For a great example, check the 9:04 mark of the 4th quarter. Anthony Johnson completely ignores Marbury as Steph stands in the left corner. Instead, he leans on Big Baby’s back as Baby sets up shop in the left side of the paint. Meanwhile, Pierce uses a screen to get into his money range on the right side of the court. Howard comes out for a strong contest, knowing he’s got help behind him. Pierce misses a tough shot. 

Another example: With 4:33 to go in the first quarter, Pierce drove and pulled up from the right wing. Rafer Alston sprinted all the way over from the left (opposite) corner to provide help in case Pierce took the ball to the foul line area. 

We are going to see this defense again in Game 6, at least when Rondo is in the game. Rajon was 3-of-12 tonight and once again did not hit a jumper. We know he has this in him. Let’s hope we see a few smooth J’s Thursday night.

• As I said, see my Daily Dime piece for more on Marbury. He kept the Celtics afloat when the Magic looked ready to wrap the game up. 

• Glen Davis. Again. Ten points in the fourth quarter, including four straight made field goals. He and Marbury gave Boston the chance to win this game. You can see Baby’s confidence growing. Two of those field goals were standard Baby jumpers, but two others were post moves on Howard–one righty hook from the deep post, and one turnaround from just inside the foul line. Very impressive stuff. 

• Give it up for Scal for playing 18 minutes despite his illness earlier in the day. Gutsy. Not really effective, but gutsy. 

Onto Orlando for Game 6.

  • http://viscowitzslaboratory.com Jeff

    I agree with you on both officiating calls. Ray's toe looked to be on the line. And the trajectory on Rondo's shot appeared to be affected by the rim when I watched the play live. But neither of TNT's replays really showed us anything convincing either way. Of course the angles in both replays were quite possibly the two worst angles for deciding such a thing.

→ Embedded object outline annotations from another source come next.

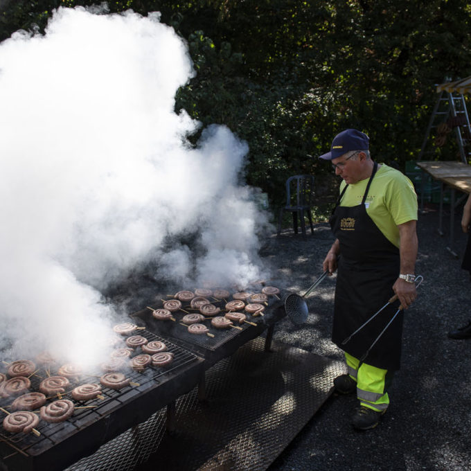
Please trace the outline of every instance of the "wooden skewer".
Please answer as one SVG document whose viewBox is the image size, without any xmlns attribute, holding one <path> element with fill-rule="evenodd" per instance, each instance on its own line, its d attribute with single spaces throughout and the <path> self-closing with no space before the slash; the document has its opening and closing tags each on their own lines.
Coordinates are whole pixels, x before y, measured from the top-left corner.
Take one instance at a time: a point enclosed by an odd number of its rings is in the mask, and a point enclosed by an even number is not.
<svg viewBox="0 0 471 471">
<path fill-rule="evenodd" d="M 265 314 L 263 312 L 262 312 L 261 310 L 256 311 L 255 312 L 252 312 L 252 316 L 254 317 L 258 317 L 258 316 L 264 316 Z"/>
<path fill-rule="evenodd" d="M 8 414 L 8 416 L 11 414 L 11 412 L 8 412 L 6 409 L 3 409 L 3 407 L 0 407 L 0 411 L 2 412 L 5 412 L 5 414 Z M 31 432 L 36 436 L 41 436 L 41 432 L 39 430 L 36 430 L 36 429 L 33 429 Z"/>
</svg>

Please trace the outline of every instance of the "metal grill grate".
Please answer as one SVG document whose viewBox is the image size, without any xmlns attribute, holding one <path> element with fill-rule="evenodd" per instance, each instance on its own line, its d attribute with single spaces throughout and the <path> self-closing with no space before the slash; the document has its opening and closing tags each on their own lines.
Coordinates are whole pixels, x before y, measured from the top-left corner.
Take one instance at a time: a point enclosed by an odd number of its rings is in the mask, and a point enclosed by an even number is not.
<svg viewBox="0 0 471 471">
<path fill-rule="evenodd" d="M 263 339 L 206 371 L 208 400 L 197 390 L 177 402 L 176 431 L 161 411 L 67 471 L 262 471 L 328 398 L 343 364 Z"/>
<path fill-rule="evenodd" d="M 157 297 L 160 299 L 159 296 Z M 221 314 L 223 315 L 225 311 L 222 311 L 222 310 L 224 308 L 226 301 L 214 301 L 213 303 L 221 308 Z M 205 335 L 195 335 L 188 333 L 188 329 L 184 326 L 181 325 L 181 319 L 186 314 L 186 312 L 182 310 L 179 310 L 177 312 L 173 313 L 173 316 L 176 319 L 176 321 L 175 322 L 172 321 L 159 321 L 155 319 L 152 315 L 152 311 L 149 309 L 143 309 L 134 312 L 131 314 L 131 317 L 142 319 L 145 322 L 148 328 L 153 332 L 159 332 L 161 335 L 168 336 L 174 339 L 181 340 L 187 346 L 190 345 L 195 346 L 197 347 L 197 350 L 198 352 L 204 353 L 205 350 L 214 352 L 217 349 L 224 348 L 224 345 L 233 341 L 233 339 L 236 339 L 236 337 L 241 335 L 241 334 L 242 338 L 246 339 L 245 341 L 247 341 L 247 338 L 244 335 L 245 331 L 250 330 L 251 329 L 256 329 L 257 332 L 260 333 L 265 328 L 267 323 L 274 321 L 274 317 L 280 317 L 279 314 L 276 314 L 275 312 L 278 308 L 283 305 L 281 299 L 274 296 L 269 296 L 267 305 L 265 310 L 263 312 L 263 316 L 247 314 L 247 320 L 256 323 L 256 326 L 251 326 L 247 323 L 242 323 L 242 324 L 237 326 L 237 327 L 240 327 L 241 330 L 233 328 L 217 329 L 211 326 L 210 320 L 208 319 L 204 321 L 204 325 L 209 329 L 209 333 L 214 335 L 213 337 Z M 160 305 L 159 306 L 152 307 L 157 309 L 160 307 Z M 188 306 L 184 305 L 182 308 L 187 310 Z M 284 314 L 284 310 L 283 312 Z M 240 344 L 242 344 L 242 343 Z"/>
<path fill-rule="evenodd" d="M 167 346 L 167 351 L 174 354 L 174 359 L 172 364 L 166 367 L 149 366 L 143 373 L 130 369 L 127 371 L 125 372 L 126 376 L 130 378 L 132 383 L 138 385 L 129 385 L 121 390 L 103 387 L 100 396 L 103 399 L 96 398 L 87 401 L 78 401 L 73 400 L 70 395 L 72 389 L 78 384 L 98 382 L 99 376 L 103 374 L 103 372 L 97 372 L 96 375 L 80 375 L 80 380 L 78 382 L 70 380 L 71 384 L 68 391 L 66 393 L 61 395 L 62 398 L 72 400 L 77 407 L 73 415 L 69 419 L 64 422 L 51 424 L 41 420 L 35 427 L 40 433 L 39 436 L 36 436 L 33 434 L 12 434 L 3 428 L 0 429 L 0 441 L 10 445 L 9 447 L 6 447 L 3 445 L 1 447 L 2 457 L 6 464 L 9 464 L 8 461 L 9 457 L 19 453 L 26 454 L 28 456 L 41 455 L 42 453 L 53 450 L 55 445 L 65 440 L 70 441 L 76 438 L 80 441 L 80 438 L 77 438 L 80 436 L 78 432 L 87 433 L 87 427 L 89 425 L 105 419 L 110 414 L 114 414 L 116 411 L 119 411 L 124 405 L 127 405 L 130 401 L 140 396 L 145 396 L 149 391 L 159 387 L 159 385 L 165 384 L 168 381 L 170 381 L 172 384 L 175 382 L 179 382 L 179 384 L 182 383 L 184 381 L 184 377 L 183 380 L 179 379 L 179 371 L 186 371 L 190 365 L 195 362 L 202 362 L 202 359 L 193 352 L 185 350 L 181 346 L 177 345 L 175 342 L 167 339 L 163 339 L 148 330 L 142 330 L 139 332 L 139 334 L 145 337 L 149 341 L 159 340 L 165 343 Z M 139 354 L 139 353 L 135 352 L 134 354 Z M 55 371 L 51 371 L 51 375 L 54 374 L 55 374 Z M 47 373 L 45 370 L 38 371 L 35 375 L 31 377 L 32 387 L 30 389 L 37 391 L 40 382 L 46 375 Z M 188 387 L 191 387 L 194 384 L 193 382 Z M 11 402 L 12 402 L 12 398 L 3 400 L 2 407 L 6 408 L 6 410 Z M 86 408 L 80 409 L 80 407 Z M 150 414 L 152 414 L 155 408 L 151 409 Z M 128 411 L 126 414 L 129 416 L 130 411 Z M 148 416 L 149 414 L 147 415 Z M 0 411 L 0 420 L 3 420 L 6 416 L 6 412 Z M 129 420 L 129 418 L 127 420 Z M 119 432 L 122 432 L 122 429 Z M 113 436 L 115 435 L 116 433 Z M 75 442 L 75 444 L 80 447 L 80 441 Z"/>
</svg>

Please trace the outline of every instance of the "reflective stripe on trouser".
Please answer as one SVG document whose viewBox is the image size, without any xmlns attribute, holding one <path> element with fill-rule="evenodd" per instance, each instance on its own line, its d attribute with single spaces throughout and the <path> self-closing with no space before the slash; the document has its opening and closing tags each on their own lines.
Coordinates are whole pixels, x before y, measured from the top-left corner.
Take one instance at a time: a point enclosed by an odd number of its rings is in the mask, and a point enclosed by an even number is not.
<svg viewBox="0 0 471 471">
<path fill-rule="evenodd" d="M 357 381 L 357 398 L 362 405 L 375 411 L 385 411 L 389 405 L 386 391 L 392 372 L 362 363 L 345 352 L 348 374 Z M 358 367 L 359 365 L 359 368 Z"/>
</svg>

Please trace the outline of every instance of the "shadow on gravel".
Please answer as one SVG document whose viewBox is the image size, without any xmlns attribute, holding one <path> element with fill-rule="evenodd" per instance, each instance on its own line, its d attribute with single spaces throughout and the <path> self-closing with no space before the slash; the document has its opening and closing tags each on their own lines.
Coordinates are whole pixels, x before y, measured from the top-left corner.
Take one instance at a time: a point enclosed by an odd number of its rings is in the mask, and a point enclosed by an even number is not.
<svg viewBox="0 0 471 471">
<path fill-rule="evenodd" d="M 465 235 L 455 217 L 454 247 L 463 251 Z M 448 227 L 445 215 L 443 228 Z M 424 277 L 419 296 L 405 312 L 402 369 L 390 391 L 391 406 L 373 430 L 355 432 L 350 416 L 355 397 L 332 396 L 321 407 L 269 471 L 381 470 L 443 471 L 471 469 L 471 339 L 451 340 L 447 332 L 471 318 L 469 274 L 446 247 L 449 235 L 437 233 L 432 208 L 418 223 L 416 273 Z M 262 256 L 270 266 L 271 284 L 303 294 L 322 273 L 333 237 L 327 224 L 303 240 L 292 231 L 270 238 Z M 330 341 L 335 276 L 308 298 L 310 317 L 296 327 L 279 323 L 275 339 L 317 355 L 341 359 Z"/>
</svg>

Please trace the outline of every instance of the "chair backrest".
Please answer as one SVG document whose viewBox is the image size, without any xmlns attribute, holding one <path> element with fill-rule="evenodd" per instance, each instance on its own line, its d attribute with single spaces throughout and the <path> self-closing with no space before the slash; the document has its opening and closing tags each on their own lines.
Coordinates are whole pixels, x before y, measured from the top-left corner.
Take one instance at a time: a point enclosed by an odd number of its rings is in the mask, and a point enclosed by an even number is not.
<svg viewBox="0 0 471 471">
<path fill-rule="evenodd" d="M 294 175 L 286 180 L 286 206 L 310 206 L 314 194 L 314 175 Z"/>
</svg>

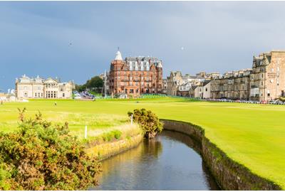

    This is the 3rd (or is it 4th?) win for the Celtics coming back from a double digit deficit this post-season.

    Even though Ray had been struggling all game, I was glad to see him get an open look & knock down that 3. Ray is always one shot away from having a hot hand.

  • Jeff C.

    Great point. Perkins has been able to force Dwight Howard into bad shots away from the rim. Dwight can ask for the ball all game long, but it isn't gonna matter if Perkins is in the paint. kudos to Big Perk. A job well done.